Lettre d'Asie - Perdre la face pour deux têtes
Deux hommes, un Français et un Chinois, fournissent peut-être la clé de la dernière controverse qui oppose Paris et Pékin. Non, il ne s'agit ni de Pierre Bergé, le collectionneur, ni de Cai Mingchao, l'homme par qui le scandale est arrivé, celui qui a osé se porter acquéreur de deux têtes d'animaux de bronze de la dynastie Qing, le rat et le lapin, au cours d'une fabuleuse vente aux enchères, pour refuser ensuite de payer le premier sou des 31,4 millions d'euros dus.
Nos deux hommes sont, chacun à sa manière, des passionnés d'histoire et de formidables esprits critiques. Car l'affaire des deux bronzes, qui pourrait passer pour une triviale polémique sur une vente d'art ternie par un mauvais joueur, touche en réalité à des sentiments enfouis, refoulés parfois, nobles et moins nobles, des vérités enjolivées ou travesties. A des visions opposées de l'Histoire.
L'affaire : le 25 février, un acheteur anonyme renchérit par téléphone pour les deux bronzes lors de la vente de la collection Yves Saint Laurent par Christie's et emporte l'enchère. Les autorités chinoises avaient vainement tenté de bloquer la vente de ces objets, affirmant qu'ils provenaient du pillage du Palais d'été des empereurs de Chine par les troupes françaises et britanniques en 1860. Quelques jours plus tard, à Pékin, Cai Mingchao, marchand d'art bien connu des galeristes en Chine, s'identifie, affirme avoir agi « au nom du peuple chinois » et annonce qu'il ne paiera pas.
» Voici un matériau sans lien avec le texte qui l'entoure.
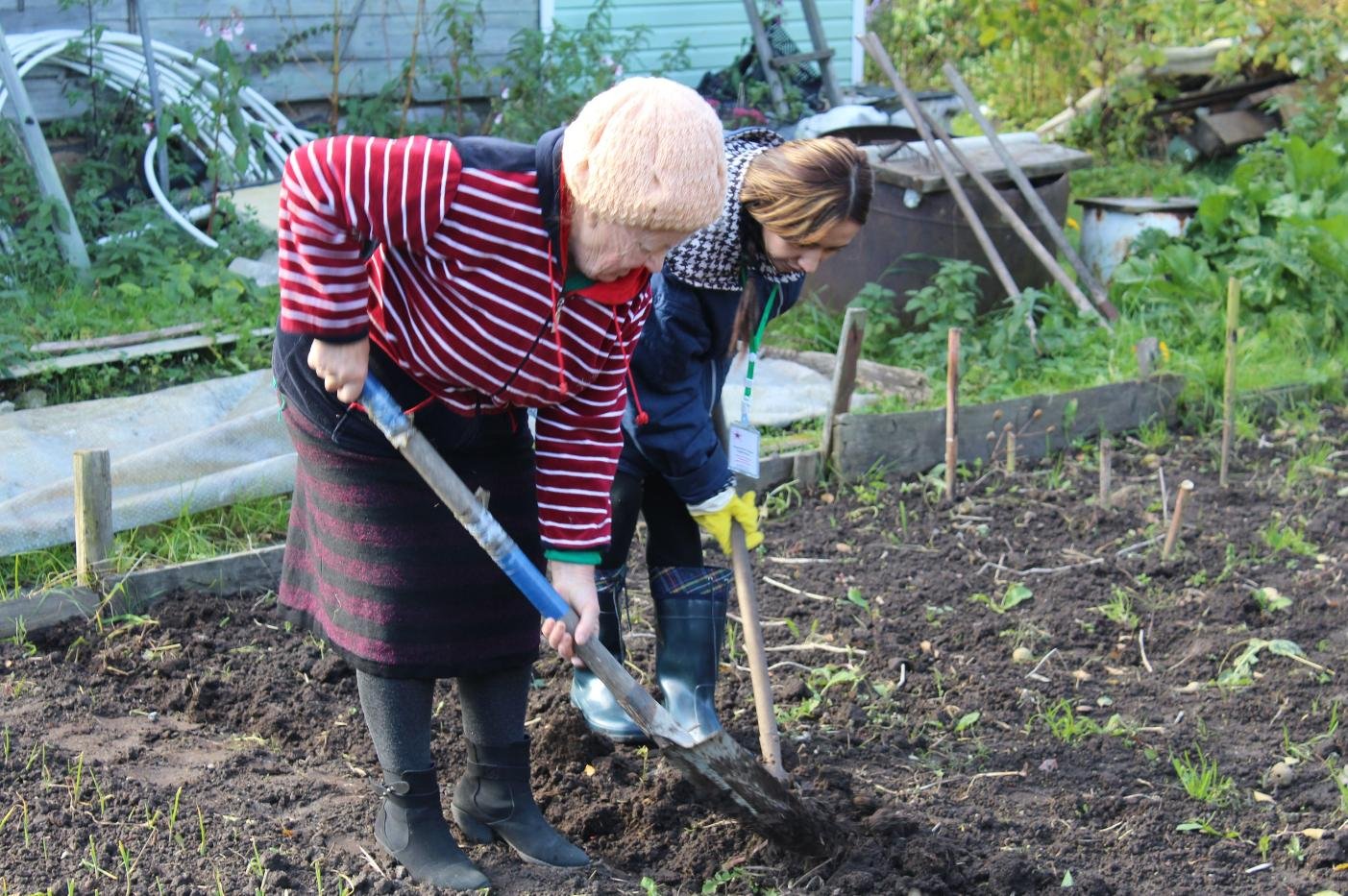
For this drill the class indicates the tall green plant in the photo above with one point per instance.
(548, 77)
Stupeur dans les salles des ventes, émoi sur les portails Internet chinois. Le quotidien China Daily salue aussitôt le patriotisme de Cai Mingchao, mais, très vite, le gouvernement chinois prend ses distances avec lui et évoque « une initiative purement personnelle ». Que faut-il comprendre ?
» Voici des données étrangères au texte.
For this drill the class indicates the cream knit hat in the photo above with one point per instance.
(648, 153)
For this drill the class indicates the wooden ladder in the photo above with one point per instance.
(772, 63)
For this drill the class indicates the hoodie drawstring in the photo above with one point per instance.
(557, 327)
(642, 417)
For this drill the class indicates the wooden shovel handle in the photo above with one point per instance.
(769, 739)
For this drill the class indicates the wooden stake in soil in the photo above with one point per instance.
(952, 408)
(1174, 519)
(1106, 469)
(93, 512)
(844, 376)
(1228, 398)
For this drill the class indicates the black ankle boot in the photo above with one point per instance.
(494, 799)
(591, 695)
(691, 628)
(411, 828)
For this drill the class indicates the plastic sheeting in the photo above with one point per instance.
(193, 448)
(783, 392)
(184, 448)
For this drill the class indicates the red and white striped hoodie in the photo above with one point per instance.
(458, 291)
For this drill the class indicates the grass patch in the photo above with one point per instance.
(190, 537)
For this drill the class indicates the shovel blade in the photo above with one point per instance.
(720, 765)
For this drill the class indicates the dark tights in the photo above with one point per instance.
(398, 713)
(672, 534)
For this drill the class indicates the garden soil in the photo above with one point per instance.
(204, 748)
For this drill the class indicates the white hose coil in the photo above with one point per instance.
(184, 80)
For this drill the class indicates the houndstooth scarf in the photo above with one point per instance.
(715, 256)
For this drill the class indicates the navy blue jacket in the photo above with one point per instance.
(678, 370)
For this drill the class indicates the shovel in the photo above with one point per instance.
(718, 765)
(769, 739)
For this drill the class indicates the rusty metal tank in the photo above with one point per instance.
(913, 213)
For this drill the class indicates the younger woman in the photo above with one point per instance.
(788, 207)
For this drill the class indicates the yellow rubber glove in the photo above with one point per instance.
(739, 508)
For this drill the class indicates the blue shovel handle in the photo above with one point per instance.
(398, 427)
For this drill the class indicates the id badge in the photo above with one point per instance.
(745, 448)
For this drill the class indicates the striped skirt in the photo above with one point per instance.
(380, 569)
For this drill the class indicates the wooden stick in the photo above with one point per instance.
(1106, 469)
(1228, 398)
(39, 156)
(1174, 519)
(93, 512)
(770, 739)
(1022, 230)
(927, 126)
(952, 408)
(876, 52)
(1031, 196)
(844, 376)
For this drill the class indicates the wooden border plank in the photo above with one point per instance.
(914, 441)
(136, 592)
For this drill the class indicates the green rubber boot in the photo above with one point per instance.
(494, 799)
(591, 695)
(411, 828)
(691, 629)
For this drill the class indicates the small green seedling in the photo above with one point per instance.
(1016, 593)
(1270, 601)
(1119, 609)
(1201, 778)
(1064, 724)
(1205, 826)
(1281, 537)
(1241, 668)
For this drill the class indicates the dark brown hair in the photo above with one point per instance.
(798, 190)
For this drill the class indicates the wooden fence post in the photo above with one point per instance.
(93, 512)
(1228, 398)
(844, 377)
Le premier de nos deux héros, donc, s'appelle Victor Hugo. Paradoxalement aujourd'hui, le meilleur allié de Pékin. Dans sa lettre sur le sac du Palais d'été, écrite le 25 novembre 1861 depuis son exil de Guernesey, Victor Hugo dénonce « les deux bandits » entrés, « un jour », dans le Palais d'été, « merveille du monde », « sorte d'effrayant chef-d'oeuvre inconnu entrevu au loin dans on ne sait quel crépuscule, comme une silhouette de la civilisation d'Asie sur l'horizon de la civilisation d'Europe ». Ce chef-d'oeuvre, Victor Hugo ne l'a jamais vu, mais il le décrit mieux encore. Les deux bandits sont la France et l'Angleterre : « L'un a pillé, l'autre a incendié. » « Nous, Européens, nous sommes les civilisés, et, pour nous, les Chinois sont les barbares. Voilà ce que la civilisation a fait à la barbarie. » « L'empire français a empoché la moitié de cette victoire et il étale aujourd'hui avec une sorte de naïveté de propriétaire le splendide bric-à-brac du Palais d'été. » Le 25 février, il a dû se retourner dans sa tombe.
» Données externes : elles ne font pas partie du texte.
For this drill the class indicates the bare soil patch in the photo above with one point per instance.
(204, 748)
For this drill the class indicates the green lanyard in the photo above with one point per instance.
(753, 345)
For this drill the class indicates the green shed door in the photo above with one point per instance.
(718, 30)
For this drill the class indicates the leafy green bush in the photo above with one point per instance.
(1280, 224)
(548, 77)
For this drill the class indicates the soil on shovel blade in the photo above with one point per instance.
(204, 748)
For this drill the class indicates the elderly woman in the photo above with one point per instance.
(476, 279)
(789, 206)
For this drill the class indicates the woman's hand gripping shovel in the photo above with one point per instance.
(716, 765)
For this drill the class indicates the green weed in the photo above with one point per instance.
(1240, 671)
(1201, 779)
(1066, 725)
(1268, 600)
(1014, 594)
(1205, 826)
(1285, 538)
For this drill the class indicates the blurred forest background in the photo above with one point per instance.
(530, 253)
Le deuxième homme est moins célèbre. Yuan Weishi, professeur de philosophie de l'histoire à l'université Zhongshan (Sun Yat-sen) à Guangzhou, a commis, en janvier 2006, un essai intelligent et courageux dans une revue à l'époque non moins courageuse, Bingdian, supplément du quotidien des Jeunesses communistes. Le Pr Yuan y dénonce l'hypocrisie des manuels d'histoire du secondaire, et en particulier leur version du sac du Palais d'été. Pour l'universitaire, « choqué de voir à quel point peu de choses ont changé depuis la révolution culturelle » - où le saccage d'oeuvres d'art du patrimoine national n'eut rien à envier aux exploits de l'expédition anglo-française -, cet événement ne devrait pas être dissocié des erreurs commises par la dynastie Qing. Ainsi, si l'on examine « à la lumière des données historiques » l'attaque des émissaires français et anglais par les Chinois un an plus tôt, en 1859, « il n'y a là ni patriotisme ni héroïsme », écrivait-il. « C'était un crime grave, commis par un empereur ignorant. » Et sans un « processus de décision dictatorial », « le désastre du Palais d'été aurait pu être évité ». Cette interprétation fut tellement du goût du pouvoir chinois que Bingdian dut fermer aussitôt et ne reparut que deux mois plus tard, avec un nouveau rédacteur en chef. Yuan Weishi est aujourd'hui à la retraite, et nous lui avons demandé son avis sur l'affaire des bronzes de Christie's : beaucoup de bruit pour rien, dit-il. Pas de quoi sortir de sa retraite.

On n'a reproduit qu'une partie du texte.